The ‘surrender or starve’ saga in Stilfontein is a chronicle of deaths foretold
‘Starvation’ was the terminology used by the police – it was the goal, and the ghastly results are now emerging from the depths.

The emaciated bodies being hauled out of the hellhole near Stilfontein in North West are shocking testimony to the achievement of the South African state’s “surrender or starve” strategy in “smoking out” illegal miners.

This is a chronicle of deaths foretold – around 60 and counting. But this standoff between police and illegal miners has deep historical roots and there are no easy paths to resolving the issues that gave rise to this calamity.

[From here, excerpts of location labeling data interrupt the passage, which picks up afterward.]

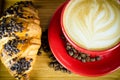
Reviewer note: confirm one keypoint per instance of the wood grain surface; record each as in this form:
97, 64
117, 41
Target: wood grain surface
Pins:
41, 71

Like so many other tragedies that scar the history of South African mining, this unfolding catastrophe in the gold fields has taken its grim toll overwhelmingly on poor black workers from neighbouring countries who, for generations, have been exploited to enrich others from the country’s glittering resource wealth.

To recap: the South African Police Service (SAPS) in early November said they had arrested 565 gold miners, or zama zamas, in North West as part of Operation Vala Umgodi.

In a statement at the time, the cops said the zamas were resurfacing “...as a result of starvation and dehydration. SAPS and members of the SANDF blocked communities in and around these abandoned mining shafts ... from delivering food parcels, water and necessities to these illegal miners. This act of stamping the authority of the state eventually forced these illegal miners to resurface.”

The police used the term “starvation”– it was the goal, and the ghastly results are now emerging from the depths.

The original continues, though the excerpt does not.